AKAMATSU Ken 赤松健

Artists Authors Writers

Interview de l'auteur

Publiée le Samedi, 19 December 2015

Ken Akamatsu est un auteur qu’on ne présente plus dans le manga. D’abord connu pour ses comédies sentimentales et œuvres harem comme Ai Non-Stop et Love Hina, premier gros succès du mangaka, on connait récemment ses orientations vers le style nekketsu pur dans des univers fantastiques. Ayant marqué le shônen à sa manière, Ken Akamatsu fut l’invité d’honneur de ce seizième impact de Japan Expo et nous a fait la joie de nous recevoir au cours d’une entrevue riche en informations sur la manière qu’a l’auteur de créer ses œuvres.



Bonjour monsieur Akamatsu et merci de nous accorder cette interview. Love Hina a été votre premier grand succès à l’international. Quelles sont selon vous les raisons d’une telle réussite ?

Ken Akamatsu : Keitarô Urashima est mon portrait tout craché durant la période où je passais les concours d’entrée à l’Université, je n’avais pas non plus la cote auprès des filles. A mon avis, beaucoup de lecteurs se sont retrouvés dans ces aspects.


Quand on regarde l’ensemble de vos œuvres, on voit qu’elles s’interrogent toutes sur la question du temps. Love Hina se focalise sur le quotidien, UQ Holder sur l’immortalité… Quelle est la portée de cette thématique dans l’ensemble de votre œuvre ?

Le rapport au temps est une chose à laquelle je suis attaché, notamment autour des œuvres du passé.

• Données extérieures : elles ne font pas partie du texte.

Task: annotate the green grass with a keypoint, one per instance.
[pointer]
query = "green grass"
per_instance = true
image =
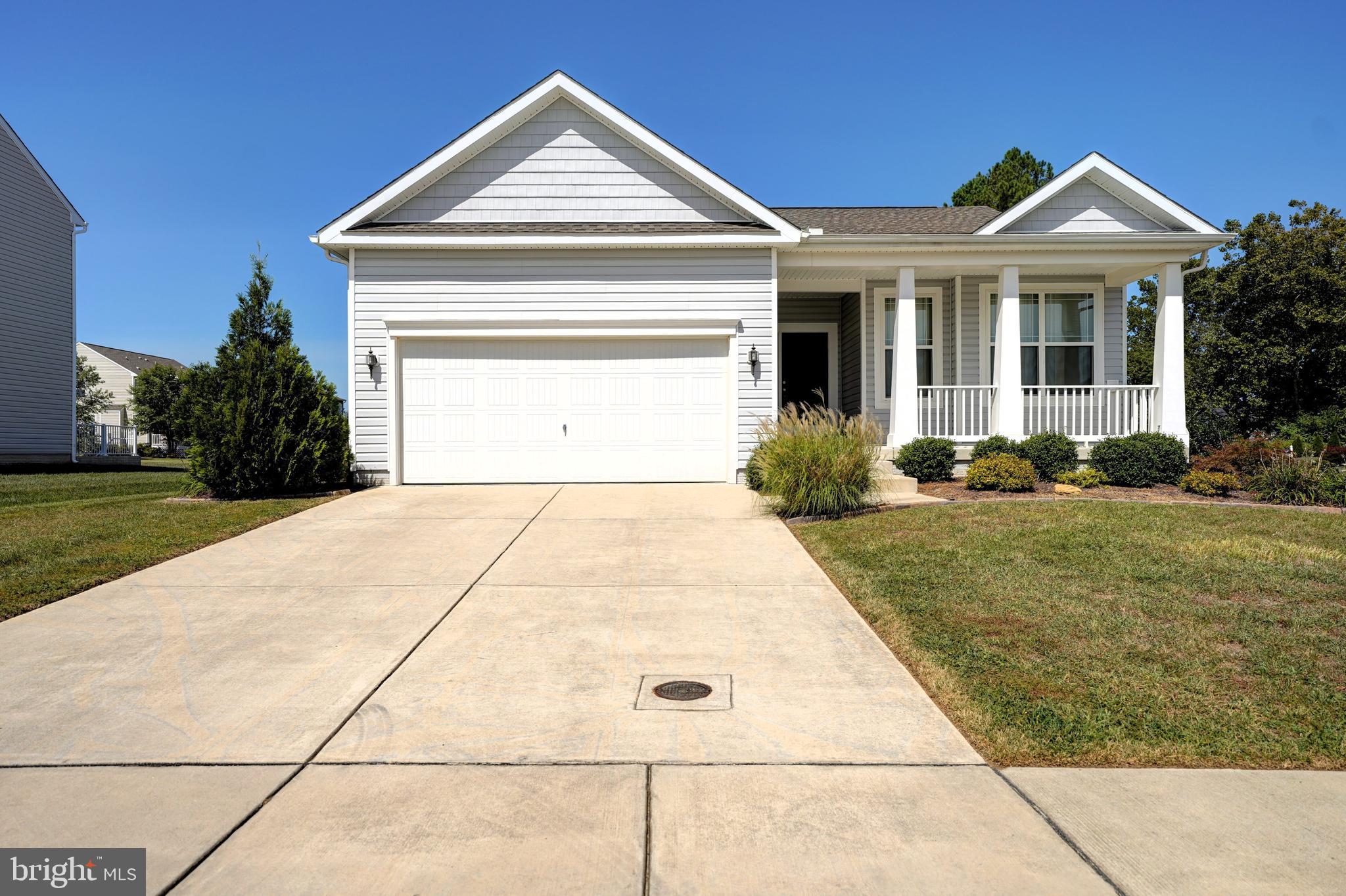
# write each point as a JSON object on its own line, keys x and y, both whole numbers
{"x": 65, "y": 532}
{"x": 1112, "y": 634}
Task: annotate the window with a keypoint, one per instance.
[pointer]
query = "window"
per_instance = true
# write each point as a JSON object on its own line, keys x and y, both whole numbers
{"x": 925, "y": 341}
{"x": 1056, "y": 338}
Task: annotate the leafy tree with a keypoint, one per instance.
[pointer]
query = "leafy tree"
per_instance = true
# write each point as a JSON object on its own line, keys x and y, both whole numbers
{"x": 1008, "y": 181}
{"x": 260, "y": 420}
{"x": 1266, "y": 328}
{"x": 91, "y": 400}
{"x": 154, "y": 397}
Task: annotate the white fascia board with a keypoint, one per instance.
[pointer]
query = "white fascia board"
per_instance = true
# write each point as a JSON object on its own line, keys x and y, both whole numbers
{"x": 1090, "y": 163}
{"x": 552, "y": 241}
{"x": 519, "y": 109}
{"x": 76, "y": 218}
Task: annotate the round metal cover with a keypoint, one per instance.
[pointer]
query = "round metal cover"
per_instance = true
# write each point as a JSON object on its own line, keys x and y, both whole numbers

Je tiens d’ailleurs un site sur des titres qui ne sont plus édités, j’apprécie particulièrement le sentiment qu’on éprouve en redécouvrant une œuvre que l’on a connue dans le temps.


On voit donc que vous êtes attaché au passé, aussi quels conseils auriez-vous à donner au jeune Ken Akamatsu si vous pouviez remonter dans le temps ?

Je le préviendrai d’abord au sujet des adaptations animées, qu’il fasse bien attention qu’elles soient fidèles à l’œuvre originale. (rires)

Au sujet des techniques de dessin sur les personnages féminins, je lui dirais qu’au lieu d’attendre de voir quelles demoiselles auront du succès auprès des lecteurs, il doit les anticiper dès le départ pour mieux les travailler.


Vos œuvres ont des décors extrêmement travaillés, cela se ressent notamment sur Negima où vous parlez de leur réalisation à travers les pages bonus. Quelle charge de travail représente la construction de tous ces éléments ?

Depuis Negima, j’utilise des logiciels de modélisation en 3D avec un rendu dessin qui me permettent de créer des décors précis. J’ai un assistant dédié à cette tâche, il se spécialise dans cette modélisation 3D. Mon assistant œuvre d’ailleurs encore sur UQ Holder.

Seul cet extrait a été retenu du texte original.